From your dump results it looks like the only value on the relation is a tuple. So it is trying to use that tuple as the row key and there are no other fields to use as columns.
On Mar 11, 2013, at 7:00, marko <mb...@gmail.com> wrote:
> Hello!
>
> I successfully read from HBase table using:
>
> table = load 'hbase://temp' using org.apache.pig.backend.hadoop.hbase.HBaseStorage('cf:c1, cf:c2', '-loadKey true') as (key:chararray, c1:bytearray, c2:bytearray)
>
> I used UDF to parse column data and convert it into doubles from bytearrays.
>
> I do some processing and manage to dump the results:
> dump results;
>
> which prints:
> ((product1-20131231-20100101,1.5,1.5))
> ((product2-20131231-20100101,2.5,2.5))
>
> However, I cannot write these results into a newly created empty HBase table:
> copy = store results into 'hbase://results' using org.apache.pig.backend.hadoop.hbase.HBaseStorage('cf:res1, cf:res2');
>
> I have also tried .. store results into 'results' using .., but it doesn't help.
> I am using pig-0.11.0.
>
> I suspect I should do some sort of casting into bytearrays using UDF, like I did when reading the table.
>
> This is the exception I get:
> java.io.IOException: java.lang.IllegalArgumentException: No columns to insert
> at org.apache.pig.backend.hadoop.executionengine.mapReduceLayer.PigGenericMapReduce$Reduce.runPipeline(PigGenericMapReduce.java:470)

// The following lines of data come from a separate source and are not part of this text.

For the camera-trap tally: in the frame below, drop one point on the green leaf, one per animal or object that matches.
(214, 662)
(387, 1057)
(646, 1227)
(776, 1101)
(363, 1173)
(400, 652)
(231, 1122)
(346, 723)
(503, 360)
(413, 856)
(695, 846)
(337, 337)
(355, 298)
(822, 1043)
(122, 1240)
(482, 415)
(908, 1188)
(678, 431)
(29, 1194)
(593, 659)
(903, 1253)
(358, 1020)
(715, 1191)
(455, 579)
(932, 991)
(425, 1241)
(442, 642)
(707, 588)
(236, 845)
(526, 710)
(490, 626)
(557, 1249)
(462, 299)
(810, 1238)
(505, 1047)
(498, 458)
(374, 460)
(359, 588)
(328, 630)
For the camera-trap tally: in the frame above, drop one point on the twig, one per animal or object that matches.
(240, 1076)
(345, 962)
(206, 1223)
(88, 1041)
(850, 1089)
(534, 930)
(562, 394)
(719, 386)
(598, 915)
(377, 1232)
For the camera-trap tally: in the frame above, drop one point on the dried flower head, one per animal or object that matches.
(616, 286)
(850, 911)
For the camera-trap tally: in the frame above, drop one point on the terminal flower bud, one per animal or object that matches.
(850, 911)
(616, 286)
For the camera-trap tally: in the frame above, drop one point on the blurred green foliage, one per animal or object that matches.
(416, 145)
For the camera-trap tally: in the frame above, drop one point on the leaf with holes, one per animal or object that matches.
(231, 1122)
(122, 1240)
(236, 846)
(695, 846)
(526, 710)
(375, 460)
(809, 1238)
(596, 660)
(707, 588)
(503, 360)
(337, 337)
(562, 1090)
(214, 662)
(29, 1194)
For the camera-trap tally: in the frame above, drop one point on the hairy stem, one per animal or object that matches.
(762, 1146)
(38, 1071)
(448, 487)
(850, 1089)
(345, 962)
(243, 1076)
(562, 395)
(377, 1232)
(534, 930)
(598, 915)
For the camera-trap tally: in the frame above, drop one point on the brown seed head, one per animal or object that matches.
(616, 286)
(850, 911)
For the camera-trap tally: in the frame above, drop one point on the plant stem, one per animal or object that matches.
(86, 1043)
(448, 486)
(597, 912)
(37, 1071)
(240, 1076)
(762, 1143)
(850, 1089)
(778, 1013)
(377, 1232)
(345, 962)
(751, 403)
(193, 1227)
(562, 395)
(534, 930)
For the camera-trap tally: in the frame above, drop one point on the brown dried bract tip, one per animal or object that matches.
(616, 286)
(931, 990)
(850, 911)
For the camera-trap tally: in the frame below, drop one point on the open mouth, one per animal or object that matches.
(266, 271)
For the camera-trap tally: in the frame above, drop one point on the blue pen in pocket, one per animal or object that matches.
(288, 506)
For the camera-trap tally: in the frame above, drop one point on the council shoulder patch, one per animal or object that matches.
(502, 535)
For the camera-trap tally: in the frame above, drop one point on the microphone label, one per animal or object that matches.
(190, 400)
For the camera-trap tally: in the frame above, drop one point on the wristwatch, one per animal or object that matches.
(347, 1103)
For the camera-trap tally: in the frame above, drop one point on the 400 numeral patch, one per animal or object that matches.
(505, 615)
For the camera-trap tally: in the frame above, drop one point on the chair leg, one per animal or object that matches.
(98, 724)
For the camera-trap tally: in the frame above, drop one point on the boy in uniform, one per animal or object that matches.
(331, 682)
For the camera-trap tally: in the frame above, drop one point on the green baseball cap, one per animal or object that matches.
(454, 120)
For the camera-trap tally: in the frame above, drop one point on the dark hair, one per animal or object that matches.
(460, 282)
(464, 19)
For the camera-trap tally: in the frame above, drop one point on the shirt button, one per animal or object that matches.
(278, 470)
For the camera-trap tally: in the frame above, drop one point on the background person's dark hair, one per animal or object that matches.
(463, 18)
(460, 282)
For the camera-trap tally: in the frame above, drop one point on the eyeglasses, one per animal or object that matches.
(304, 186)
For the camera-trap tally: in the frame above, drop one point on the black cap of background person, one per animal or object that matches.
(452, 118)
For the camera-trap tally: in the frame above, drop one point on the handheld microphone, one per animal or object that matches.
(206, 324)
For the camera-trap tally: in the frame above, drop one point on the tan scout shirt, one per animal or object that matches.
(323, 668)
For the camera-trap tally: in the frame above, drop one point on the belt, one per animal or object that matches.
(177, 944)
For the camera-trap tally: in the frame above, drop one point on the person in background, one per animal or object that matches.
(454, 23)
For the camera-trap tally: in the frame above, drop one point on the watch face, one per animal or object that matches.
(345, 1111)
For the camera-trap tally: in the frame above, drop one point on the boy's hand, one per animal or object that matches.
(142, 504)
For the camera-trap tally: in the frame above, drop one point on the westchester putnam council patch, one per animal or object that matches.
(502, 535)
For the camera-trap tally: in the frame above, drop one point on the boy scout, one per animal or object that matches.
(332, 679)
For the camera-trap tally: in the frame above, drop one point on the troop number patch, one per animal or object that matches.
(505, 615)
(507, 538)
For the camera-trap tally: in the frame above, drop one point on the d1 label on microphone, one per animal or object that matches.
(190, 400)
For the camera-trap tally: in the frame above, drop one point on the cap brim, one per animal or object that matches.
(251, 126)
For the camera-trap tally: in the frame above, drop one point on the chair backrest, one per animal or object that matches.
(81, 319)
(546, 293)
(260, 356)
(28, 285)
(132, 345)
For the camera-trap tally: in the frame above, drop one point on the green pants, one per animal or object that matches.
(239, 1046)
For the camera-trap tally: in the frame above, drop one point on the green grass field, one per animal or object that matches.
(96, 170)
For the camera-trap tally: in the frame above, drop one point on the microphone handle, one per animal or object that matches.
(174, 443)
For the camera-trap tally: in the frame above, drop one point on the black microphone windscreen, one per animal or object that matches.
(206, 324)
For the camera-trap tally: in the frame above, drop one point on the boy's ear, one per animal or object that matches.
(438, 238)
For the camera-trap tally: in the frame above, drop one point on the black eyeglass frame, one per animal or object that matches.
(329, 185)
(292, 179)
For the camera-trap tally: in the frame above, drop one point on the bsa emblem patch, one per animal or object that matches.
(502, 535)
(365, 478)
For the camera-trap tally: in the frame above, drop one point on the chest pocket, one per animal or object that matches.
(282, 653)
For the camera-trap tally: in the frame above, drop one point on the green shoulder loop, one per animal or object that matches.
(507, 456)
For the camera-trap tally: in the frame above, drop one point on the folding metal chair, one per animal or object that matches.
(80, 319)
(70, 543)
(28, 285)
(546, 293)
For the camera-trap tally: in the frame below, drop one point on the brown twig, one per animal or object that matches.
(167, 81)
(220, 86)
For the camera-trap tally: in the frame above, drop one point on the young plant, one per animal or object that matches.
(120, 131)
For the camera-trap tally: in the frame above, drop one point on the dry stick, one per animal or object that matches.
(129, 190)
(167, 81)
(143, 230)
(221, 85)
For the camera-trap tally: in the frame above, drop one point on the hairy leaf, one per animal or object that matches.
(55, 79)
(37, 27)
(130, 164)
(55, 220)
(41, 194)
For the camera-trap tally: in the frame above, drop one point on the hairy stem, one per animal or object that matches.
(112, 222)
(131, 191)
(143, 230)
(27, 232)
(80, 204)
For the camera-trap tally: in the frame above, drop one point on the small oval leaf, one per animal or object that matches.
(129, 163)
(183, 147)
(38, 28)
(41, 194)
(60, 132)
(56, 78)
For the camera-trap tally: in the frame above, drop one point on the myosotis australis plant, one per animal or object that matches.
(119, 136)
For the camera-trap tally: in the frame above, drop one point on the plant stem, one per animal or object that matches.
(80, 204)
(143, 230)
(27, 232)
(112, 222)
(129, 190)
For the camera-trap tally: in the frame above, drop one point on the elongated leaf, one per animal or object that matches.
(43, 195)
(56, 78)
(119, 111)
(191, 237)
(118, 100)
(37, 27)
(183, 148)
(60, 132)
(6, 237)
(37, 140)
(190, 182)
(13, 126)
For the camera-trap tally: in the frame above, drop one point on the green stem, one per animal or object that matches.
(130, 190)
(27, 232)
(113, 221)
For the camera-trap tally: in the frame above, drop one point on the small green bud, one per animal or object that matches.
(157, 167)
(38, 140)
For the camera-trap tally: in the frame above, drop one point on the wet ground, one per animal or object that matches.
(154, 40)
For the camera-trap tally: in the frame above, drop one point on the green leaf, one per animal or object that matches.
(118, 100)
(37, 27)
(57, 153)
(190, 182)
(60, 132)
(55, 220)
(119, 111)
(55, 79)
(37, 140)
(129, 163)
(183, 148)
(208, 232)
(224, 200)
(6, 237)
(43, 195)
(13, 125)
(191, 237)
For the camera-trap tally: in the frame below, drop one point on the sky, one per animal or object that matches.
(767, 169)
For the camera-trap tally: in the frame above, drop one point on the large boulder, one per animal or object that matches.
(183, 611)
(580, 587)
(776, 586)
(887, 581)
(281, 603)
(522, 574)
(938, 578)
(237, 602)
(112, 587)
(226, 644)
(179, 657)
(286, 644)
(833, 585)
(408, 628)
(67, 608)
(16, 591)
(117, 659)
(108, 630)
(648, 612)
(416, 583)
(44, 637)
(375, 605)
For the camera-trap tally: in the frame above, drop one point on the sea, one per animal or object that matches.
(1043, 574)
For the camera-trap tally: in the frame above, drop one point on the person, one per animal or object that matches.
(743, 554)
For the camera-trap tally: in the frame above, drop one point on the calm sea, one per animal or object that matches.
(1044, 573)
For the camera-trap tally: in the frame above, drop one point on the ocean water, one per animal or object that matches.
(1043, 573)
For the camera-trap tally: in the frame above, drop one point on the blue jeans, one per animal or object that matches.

> at org.apache.pig.backend.hadoop.executionengine.mapReduceLayer.PigGenericMapReduce$Reduce.processOnePackageOutput(PigGenericMapReduce.java:433)
> at org.apache.pig.backend.hadoop.executionengine.mapReduceLayer.PigGenericMapReduce$Reduce.reduce(PigGenericMapReduce.java:413)
> at org.apache.pig.backend.hadoop.executionengine.mapReduceLayer.PigGenericMapReduce$Reduce.reduce(PigGenericMapReduce.java:257)
> at org.apache.hadoop.mapreduce.Reducer.run(Reducer.java:176)
> at org.apache.hadoop.mapred.ReduceTask.runNewReducer(ReduceTask.java:650)
> at org.apache.hadoop.mapred.ReduceTask.run(ReduceTask.java:418)
> at org.apache.hadoop.mapred.LocalJobRunner$Job.run(LocalJobRunner.java:260)
> Caused by: java.lang.IllegalArgumentException: No columns to insert
> at org.apache.hadoop.hbase.client.HTable.validatePut(HTable.java:970)
> at org.apache.hadoop.hbase.client.HTable.doPut(HTable.java:763)
> at org.apache.hadoop.hbase.client.HTable.put(HTable.java:749)
> at org.apache.hadoop.hbase.mapreduce.TableOutputFormat$TableRecordWriter.write(TableOutputFormat.java:123)
> at org.apache.hadoop.hbase.mapreduce.TableOutputFormat$TableRecordWriter.write(TableOutputFormat.java:84)
> at org.apache.pig.backend.hadoop.hbase.HBaseStorage.putNext(HBaseStorage.java:885)
> at org.apache.pig.backend.hadoop.executionengine.mapReduceLayer.PigOutputFormat$PigRecordWriter.write(PigOutputFormat.java:139)
> at org.apache.pig.backend.hadoop.executionengine.mapReduceLayer.PigOutputFormat$PigRecordWriter.write(PigOutputFormat.java:98)
> at org.apache.hadoop.mapred.ReduceTask$NewTrackingRecordWriter.write(ReduceTask.java:588)
> at org.apache.hadoop.mapreduce.TaskInputOutputContext.write(TaskInputOutputContext.java:80)
> at org.apache.pig.backend.hadoop.executionengine.mapReduceLayer.PigGenericMapReduce$Reduce.runPipeline(PigGenericMapReduce.java:468)
>
>
> Thanks for any suggestions,
> Marko
>